O alojamento estudantil, as infraestruturas de ensino e investigação e a valorização da UBIMedical foram as prioridades traçadas no passado dia 30 de abril por Ana Paula Duarte, reitora da Universidade da Beira Interior (UBI), na sessão dos 40 anos da instituição. Na cerimónia o Ensino Magazine entregou uma salva de mérito à UBI e uma bolsa de mérito ao melhor aluno da licenciatura em Comunicação.

A reitora deu conta de que 80 por cento dos alunos são deslocados, o que justifica “a necessidade de reforçar a oferta de alojamento a custos controlados”, o que pode ser conseguido “com a construção de uma nova residência universitária”.

Esta necessidade foi reiterada pelo presidente da Associação Académica da UBI, João Nunes, que referiu que as 800 camas sociais existentes ficam muito aquém do número de alunos que é preciso alojar.

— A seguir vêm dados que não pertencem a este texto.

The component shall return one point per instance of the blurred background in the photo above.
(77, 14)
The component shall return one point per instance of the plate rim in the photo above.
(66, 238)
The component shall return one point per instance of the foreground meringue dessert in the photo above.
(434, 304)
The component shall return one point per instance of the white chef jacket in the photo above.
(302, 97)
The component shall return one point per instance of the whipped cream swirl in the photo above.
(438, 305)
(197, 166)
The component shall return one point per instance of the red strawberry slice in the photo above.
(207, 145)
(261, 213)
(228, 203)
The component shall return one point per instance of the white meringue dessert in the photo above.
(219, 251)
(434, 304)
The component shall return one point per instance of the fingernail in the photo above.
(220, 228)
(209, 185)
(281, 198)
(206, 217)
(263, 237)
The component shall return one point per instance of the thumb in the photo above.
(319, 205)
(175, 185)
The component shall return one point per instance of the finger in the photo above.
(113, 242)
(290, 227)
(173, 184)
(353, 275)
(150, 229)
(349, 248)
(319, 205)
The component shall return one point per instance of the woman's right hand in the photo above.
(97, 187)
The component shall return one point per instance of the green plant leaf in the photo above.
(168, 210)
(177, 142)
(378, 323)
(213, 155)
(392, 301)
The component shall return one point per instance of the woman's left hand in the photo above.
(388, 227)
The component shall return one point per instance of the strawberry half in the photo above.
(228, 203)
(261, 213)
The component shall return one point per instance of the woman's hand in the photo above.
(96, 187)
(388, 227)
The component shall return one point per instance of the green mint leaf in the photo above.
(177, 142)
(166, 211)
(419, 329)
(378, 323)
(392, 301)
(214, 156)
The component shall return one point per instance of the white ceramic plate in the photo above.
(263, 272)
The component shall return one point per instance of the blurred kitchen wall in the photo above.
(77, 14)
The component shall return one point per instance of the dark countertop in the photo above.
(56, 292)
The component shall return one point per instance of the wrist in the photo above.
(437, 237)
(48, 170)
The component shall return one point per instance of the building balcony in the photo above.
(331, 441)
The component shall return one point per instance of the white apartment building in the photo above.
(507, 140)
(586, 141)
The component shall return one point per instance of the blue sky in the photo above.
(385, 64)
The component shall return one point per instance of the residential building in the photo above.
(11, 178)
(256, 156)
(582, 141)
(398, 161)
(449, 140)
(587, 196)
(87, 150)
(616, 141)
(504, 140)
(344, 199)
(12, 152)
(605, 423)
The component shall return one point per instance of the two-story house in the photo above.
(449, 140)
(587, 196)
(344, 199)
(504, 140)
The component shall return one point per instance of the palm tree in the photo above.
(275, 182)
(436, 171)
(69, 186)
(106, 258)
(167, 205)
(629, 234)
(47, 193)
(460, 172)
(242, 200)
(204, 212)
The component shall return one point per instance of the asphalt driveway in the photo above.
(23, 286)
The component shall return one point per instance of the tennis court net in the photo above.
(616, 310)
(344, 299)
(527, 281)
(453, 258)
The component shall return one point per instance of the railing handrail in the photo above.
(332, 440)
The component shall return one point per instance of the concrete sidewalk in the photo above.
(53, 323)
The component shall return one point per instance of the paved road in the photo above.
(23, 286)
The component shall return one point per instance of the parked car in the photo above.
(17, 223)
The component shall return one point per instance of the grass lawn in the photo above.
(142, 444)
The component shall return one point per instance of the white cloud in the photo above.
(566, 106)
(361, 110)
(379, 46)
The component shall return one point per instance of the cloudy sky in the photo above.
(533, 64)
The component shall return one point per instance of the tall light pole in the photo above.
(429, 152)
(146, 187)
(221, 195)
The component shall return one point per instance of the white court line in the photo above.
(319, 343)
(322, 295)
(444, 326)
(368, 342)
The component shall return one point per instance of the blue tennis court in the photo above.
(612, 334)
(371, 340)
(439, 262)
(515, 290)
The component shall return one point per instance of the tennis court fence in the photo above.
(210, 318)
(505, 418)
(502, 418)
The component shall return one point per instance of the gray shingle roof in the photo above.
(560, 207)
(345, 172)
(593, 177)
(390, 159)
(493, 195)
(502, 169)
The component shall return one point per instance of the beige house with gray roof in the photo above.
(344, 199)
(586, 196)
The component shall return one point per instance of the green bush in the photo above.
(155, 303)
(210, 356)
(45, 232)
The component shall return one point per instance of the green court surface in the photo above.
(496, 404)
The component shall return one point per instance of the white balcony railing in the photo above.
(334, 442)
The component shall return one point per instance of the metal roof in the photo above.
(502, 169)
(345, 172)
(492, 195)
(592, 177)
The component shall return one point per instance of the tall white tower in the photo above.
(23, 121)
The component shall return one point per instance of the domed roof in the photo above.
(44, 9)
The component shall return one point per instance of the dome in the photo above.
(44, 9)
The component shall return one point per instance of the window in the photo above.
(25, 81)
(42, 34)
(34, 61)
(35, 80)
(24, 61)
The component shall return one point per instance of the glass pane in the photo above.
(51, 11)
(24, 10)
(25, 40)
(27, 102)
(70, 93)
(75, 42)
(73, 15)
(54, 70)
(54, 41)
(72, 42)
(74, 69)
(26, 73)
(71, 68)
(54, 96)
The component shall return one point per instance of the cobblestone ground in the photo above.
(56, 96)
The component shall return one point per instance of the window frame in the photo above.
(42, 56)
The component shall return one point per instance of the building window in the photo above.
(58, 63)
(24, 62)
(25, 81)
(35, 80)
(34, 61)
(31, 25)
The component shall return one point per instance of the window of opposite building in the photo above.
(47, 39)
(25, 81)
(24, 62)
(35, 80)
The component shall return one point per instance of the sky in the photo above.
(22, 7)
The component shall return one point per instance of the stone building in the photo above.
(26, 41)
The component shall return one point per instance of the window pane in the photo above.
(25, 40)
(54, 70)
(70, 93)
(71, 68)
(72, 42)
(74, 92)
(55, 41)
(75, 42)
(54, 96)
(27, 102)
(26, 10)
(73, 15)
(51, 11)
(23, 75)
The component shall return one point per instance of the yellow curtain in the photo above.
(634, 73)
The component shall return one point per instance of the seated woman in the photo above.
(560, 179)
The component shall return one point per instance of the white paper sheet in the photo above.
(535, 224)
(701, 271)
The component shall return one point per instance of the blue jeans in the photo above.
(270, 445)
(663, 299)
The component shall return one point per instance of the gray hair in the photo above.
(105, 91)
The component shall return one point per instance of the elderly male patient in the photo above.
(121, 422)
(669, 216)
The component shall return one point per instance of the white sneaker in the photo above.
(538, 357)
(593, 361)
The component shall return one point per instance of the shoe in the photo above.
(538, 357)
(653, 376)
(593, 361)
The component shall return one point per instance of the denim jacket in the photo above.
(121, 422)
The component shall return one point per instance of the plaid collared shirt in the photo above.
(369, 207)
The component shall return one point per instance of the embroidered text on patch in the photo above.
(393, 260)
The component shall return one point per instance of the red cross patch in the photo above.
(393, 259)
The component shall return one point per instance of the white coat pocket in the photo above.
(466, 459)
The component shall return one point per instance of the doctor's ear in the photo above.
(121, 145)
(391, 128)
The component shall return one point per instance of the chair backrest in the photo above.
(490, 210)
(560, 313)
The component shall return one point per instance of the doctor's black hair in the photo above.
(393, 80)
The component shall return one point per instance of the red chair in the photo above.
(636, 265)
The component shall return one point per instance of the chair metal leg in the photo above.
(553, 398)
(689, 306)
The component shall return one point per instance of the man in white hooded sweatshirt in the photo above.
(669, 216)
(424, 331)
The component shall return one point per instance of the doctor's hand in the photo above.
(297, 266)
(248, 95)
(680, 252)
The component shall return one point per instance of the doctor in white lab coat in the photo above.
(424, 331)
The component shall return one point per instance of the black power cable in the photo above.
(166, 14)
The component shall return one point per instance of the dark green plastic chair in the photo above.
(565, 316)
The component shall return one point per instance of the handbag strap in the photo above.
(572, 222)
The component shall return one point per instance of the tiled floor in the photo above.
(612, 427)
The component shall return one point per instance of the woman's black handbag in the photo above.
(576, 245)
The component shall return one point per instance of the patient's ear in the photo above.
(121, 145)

Além da falta de camas, “estar vários meses sem a Linha da Beira Baixa tem um impacto direto na comunidade académica”.

A segunda prioridade apontada por Ana Paula Duarte prende-se com “o crescimento do número de estudantes e de várias áreas científicas, o que exige novos espaços e novos equipamentos”.

Neste ponto, a reitora destacou a necessidade de um edifício para as Artes e outras áreas que foram surgindo em termos de oferta formativa.

O crescimento em atividades de Investigação e Desenvolvimento + Inovação (I&D+I) levam à terceira prioridade apontada pela reitora, que defendeu “a criação de um novo edifício para a UBIMedical [o polo de inovação da instituição], que responda à dimensão atual do projeto e à sua relevância estratégica para a transferência de conhecimento”.

Concretizar esses objetivos “é fundamental para o papel que a universidade tem hoje, que é mais abrangente do que nunca”.

Ana Paula Duarte disse acreditar que “a educação continua a ser o mais poderoso elevador social”, pelo que defendeu “um crescimento sustentado da instituição”, mas feito em articulação com as empresas, autarquias e as forças vivas do distrito de Castelo Branco, onde se insere, e de toda a Beira Interior.

“Quarenta anos volvidos, não estamos a aproveitar todo o potencial de uma verdadeira região universitária”, afirmou a reitora, esclarecendo que tal só será possível “com uma estratégia conjunta de desenvolvimento territorial, coesão social e valorização do conhecimento da região e do país”.

Apesar do “subfinanciamento crónico”, a UBI “soube fazer caminho”.